The movement has also aimed to raise awareness about what many refer to as a “double game.” In France, there is a concerning reliance on workers without regular immigration status by both the country and employers for various building projects and to maximise their profits. However, it is disheartening to note that these workers are not treated as “fully human beings” and are often unjustly blamed for all the problems in society, being used as convenient “scapegoats”.
Another objective of the strike is to secure their regularisation, which refers to obtaining a special work residence permit that enables them to engage in salaried work. Without proper regularisation, this situation persists. This lack of fixed contracts makes it easier to exploit workers.

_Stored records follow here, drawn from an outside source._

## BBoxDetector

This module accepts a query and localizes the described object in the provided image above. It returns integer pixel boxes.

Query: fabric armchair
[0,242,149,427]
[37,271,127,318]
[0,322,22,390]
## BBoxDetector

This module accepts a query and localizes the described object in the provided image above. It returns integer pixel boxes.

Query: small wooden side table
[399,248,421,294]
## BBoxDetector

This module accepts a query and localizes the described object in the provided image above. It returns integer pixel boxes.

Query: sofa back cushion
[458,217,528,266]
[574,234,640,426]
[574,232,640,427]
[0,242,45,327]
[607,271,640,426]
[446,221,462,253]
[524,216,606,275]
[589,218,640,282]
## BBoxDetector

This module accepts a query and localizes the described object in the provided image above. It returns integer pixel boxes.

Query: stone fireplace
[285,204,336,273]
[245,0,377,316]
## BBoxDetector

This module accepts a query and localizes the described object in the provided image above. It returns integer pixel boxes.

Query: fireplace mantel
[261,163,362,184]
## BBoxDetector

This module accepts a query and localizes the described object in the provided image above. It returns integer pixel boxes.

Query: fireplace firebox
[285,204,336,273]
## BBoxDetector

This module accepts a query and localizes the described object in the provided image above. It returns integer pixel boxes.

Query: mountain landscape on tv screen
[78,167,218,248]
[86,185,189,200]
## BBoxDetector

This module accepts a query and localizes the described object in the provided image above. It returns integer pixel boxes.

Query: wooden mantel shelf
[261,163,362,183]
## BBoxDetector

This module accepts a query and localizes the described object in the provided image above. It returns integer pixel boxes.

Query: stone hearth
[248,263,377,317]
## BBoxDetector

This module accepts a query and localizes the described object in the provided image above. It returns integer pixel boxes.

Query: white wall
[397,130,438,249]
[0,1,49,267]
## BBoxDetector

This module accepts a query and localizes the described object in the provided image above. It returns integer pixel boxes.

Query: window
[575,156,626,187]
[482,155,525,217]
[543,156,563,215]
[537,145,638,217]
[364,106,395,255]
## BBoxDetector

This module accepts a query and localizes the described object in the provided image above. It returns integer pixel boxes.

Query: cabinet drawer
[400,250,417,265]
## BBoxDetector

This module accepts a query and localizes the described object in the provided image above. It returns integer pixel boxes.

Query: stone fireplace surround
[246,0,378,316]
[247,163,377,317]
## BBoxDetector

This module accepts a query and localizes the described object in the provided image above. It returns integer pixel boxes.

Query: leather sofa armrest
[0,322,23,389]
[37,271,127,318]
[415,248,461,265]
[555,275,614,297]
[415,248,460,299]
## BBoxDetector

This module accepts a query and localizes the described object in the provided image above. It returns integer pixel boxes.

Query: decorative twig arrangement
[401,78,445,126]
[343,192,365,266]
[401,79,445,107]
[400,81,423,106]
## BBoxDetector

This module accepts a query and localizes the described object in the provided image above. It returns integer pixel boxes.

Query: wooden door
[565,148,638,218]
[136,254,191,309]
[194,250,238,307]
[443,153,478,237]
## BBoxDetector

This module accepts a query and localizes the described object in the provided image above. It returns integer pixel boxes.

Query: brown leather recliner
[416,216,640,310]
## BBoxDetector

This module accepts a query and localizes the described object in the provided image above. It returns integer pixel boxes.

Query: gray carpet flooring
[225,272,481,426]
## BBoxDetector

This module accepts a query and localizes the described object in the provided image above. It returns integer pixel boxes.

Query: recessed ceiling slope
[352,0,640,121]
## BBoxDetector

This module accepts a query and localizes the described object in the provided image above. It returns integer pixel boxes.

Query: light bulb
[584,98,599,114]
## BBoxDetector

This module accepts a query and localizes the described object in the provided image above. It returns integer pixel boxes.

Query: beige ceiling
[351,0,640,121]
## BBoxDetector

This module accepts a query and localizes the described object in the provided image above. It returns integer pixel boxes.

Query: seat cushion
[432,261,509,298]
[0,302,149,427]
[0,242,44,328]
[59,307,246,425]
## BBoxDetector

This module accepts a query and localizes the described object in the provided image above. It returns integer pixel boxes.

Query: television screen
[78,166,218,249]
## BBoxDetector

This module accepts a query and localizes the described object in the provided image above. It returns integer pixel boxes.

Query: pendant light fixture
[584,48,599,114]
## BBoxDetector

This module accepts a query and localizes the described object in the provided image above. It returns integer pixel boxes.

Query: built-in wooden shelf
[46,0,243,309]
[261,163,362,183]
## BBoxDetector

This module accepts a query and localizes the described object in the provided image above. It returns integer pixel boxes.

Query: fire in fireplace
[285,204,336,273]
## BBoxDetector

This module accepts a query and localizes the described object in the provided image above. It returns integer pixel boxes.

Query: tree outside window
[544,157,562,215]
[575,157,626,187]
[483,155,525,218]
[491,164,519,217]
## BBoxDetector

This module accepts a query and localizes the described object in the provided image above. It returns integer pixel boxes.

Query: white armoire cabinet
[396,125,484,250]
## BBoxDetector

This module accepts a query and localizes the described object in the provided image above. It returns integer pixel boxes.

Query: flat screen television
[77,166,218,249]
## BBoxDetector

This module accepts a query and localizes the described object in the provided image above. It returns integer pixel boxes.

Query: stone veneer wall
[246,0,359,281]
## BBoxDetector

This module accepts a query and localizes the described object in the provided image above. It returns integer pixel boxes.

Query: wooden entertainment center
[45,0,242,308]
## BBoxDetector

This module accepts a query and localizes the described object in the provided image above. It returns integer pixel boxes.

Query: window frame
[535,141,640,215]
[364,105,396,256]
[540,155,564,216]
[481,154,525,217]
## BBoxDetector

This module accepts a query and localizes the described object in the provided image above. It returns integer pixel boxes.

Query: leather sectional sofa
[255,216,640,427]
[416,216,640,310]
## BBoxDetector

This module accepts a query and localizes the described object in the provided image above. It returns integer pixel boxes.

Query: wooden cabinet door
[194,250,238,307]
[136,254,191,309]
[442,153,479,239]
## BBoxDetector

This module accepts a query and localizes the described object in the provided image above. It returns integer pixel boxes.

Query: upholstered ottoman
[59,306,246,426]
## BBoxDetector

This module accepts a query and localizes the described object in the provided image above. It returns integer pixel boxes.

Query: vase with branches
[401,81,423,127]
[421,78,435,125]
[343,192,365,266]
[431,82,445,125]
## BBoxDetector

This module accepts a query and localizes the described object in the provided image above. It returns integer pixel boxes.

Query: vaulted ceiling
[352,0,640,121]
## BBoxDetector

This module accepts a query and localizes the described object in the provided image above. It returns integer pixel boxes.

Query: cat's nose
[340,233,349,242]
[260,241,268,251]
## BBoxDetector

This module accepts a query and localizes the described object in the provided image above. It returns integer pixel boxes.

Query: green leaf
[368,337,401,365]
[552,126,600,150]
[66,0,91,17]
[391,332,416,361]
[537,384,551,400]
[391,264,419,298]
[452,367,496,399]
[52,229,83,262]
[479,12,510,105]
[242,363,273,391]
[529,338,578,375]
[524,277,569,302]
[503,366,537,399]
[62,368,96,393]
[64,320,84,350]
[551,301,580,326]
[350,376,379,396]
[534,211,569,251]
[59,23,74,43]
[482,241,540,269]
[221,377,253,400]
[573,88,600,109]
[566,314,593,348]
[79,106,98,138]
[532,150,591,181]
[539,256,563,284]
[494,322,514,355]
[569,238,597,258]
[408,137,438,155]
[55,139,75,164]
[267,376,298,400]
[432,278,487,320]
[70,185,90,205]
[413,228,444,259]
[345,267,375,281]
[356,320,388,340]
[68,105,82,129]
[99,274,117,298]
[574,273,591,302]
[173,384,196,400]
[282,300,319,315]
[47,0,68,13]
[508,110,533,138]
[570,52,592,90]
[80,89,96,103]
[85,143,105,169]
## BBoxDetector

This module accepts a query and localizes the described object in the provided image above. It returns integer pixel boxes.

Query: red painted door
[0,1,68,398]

According to the General Confederation of Labour (Confédération Générale du Travail), the number of workers regularised each year is relatively low, ranging between 7,000 and 10,000. However, this figure is considered small when compared to their estimate of several hundred thousand people in this workforce.
Beginning of the strike
On the first day of the strike around 500 people, mainly from West and Central Africa occupied 33 construction, cleaning, and distribution companies located in Paris and its suburb, Seine-Saint-Denis. Making it the biggest walkout led by immigrants without right of abode, since 2009.

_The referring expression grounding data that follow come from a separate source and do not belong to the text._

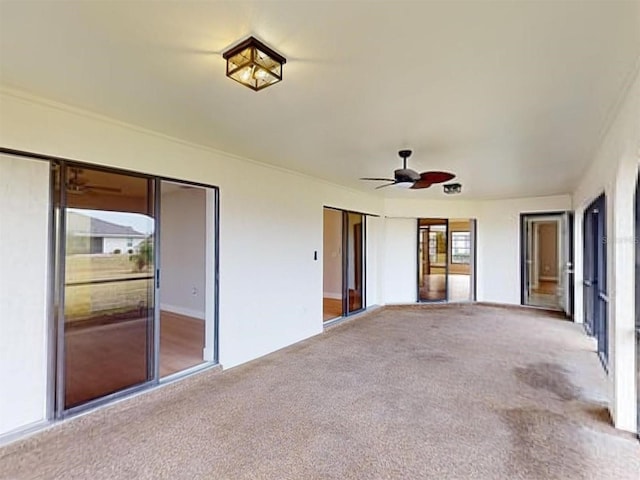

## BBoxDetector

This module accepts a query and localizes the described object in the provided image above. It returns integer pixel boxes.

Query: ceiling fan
[360,149,456,190]
[66,168,122,195]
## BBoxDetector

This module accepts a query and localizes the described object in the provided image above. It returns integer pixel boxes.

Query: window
[451,231,471,264]
[428,231,438,263]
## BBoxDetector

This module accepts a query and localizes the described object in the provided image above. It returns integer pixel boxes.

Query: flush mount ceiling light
[222,36,286,91]
[443,183,462,194]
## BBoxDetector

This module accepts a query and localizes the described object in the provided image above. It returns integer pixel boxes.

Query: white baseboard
[160,303,205,320]
[0,419,50,447]
[323,292,342,300]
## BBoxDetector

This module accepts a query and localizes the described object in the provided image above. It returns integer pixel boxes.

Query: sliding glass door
[345,212,365,314]
[322,208,366,321]
[52,160,219,415]
[418,219,448,302]
[59,165,155,409]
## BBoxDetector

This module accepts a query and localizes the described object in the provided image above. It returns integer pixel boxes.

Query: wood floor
[323,297,342,322]
[532,280,558,295]
[528,280,560,309]
[419,274,471,302]
[64,311,204,408]
[159,311,205,377]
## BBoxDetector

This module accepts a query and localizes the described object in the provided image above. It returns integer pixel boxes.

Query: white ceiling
[0,1,638,199]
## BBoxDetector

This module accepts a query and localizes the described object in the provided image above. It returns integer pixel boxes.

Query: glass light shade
[223,36,286,91]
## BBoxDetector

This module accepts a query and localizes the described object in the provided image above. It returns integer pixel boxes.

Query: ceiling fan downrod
[398,149,412,170]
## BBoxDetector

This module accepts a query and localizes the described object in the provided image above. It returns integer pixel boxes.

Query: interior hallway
[1,305,638,479]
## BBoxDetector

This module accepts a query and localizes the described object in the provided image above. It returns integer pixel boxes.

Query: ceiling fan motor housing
[394,168,421,183]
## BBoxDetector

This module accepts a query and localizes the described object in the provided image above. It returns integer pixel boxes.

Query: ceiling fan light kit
[223,36,286,91]
[443,183,462,194]
[360,149,456,191]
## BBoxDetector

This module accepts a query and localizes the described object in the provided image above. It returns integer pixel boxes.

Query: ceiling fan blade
[410,180,433,189]
[417,171,456,184]
[86,185,123,193]
[360,177,396,182]
[375,182,397,189]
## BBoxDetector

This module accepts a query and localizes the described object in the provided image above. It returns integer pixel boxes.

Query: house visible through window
[451,231,471,264]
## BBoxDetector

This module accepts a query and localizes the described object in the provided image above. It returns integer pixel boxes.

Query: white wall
[476,196,570,304]
[572,63,639,432]
[0,155,50,435]
[382,218,417,304]
[160,186,207,319]
[365,215,383,307]
[322,208,342,299]
[381,195,571,305]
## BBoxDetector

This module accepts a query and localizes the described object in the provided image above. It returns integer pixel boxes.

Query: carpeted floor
[1,304,638,479]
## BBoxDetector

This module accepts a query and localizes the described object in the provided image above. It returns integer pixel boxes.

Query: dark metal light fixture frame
[222,36,287,91]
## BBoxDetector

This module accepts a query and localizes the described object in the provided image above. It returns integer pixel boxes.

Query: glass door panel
[418,219,448,302]
[323,208,344,321]
[594,195,608,362]
[159,180,208,377]
[521,214,564,310]
[345,212,364,314]
[62,166,155,409]
[583,208,596,334]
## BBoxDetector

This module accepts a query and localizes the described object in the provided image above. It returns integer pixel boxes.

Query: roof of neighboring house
[67,211,147,238]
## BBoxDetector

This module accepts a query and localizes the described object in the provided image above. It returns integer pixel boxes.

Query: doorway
[521,212,573,316]
[322,207,366,322]
[54,161,218,415]
[582,196,608,365]
[417,218,475,302]
[159,181,216,378]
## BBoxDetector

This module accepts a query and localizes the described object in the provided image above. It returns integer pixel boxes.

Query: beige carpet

In a statement released Tuesday the organisers, Marche des Solidarités, and anti-racist groups outlined the purpose for the strike and encouraged others to join the ongoing protests, “Today, immigrants are stopping the Olympics and Greater Paris. We don’t have the right papers but we have rights, and first and foremost the rights of workers to strike and unionise. Construction workers, mostly immigrants and often ‘undocumented’, denounce all their bosses—and there are many of them!”
A section of the Confederation of Labour also echoed similar sentiments in their own statement writing, “For the vast majority of us, we work under the status of temporary worker. We refuse to continue to be overexploited. Because we are undocumented workers. we experience multiple discrimination. Our working conditions are systematically degraded, and the most precarious contracts are imposed on us.”
“We are workers in France but we are excluded from collective agreements and social rights. We are an integral part of the working class of this country. We create wealth and development like our colleagues,” They added.
All this week and into next there are scheduled sit-ins at various companies including the headquarters of a temporary employment company in Saint-Denis as well as demonstrations across Paris with the hopes of entering into negotiations.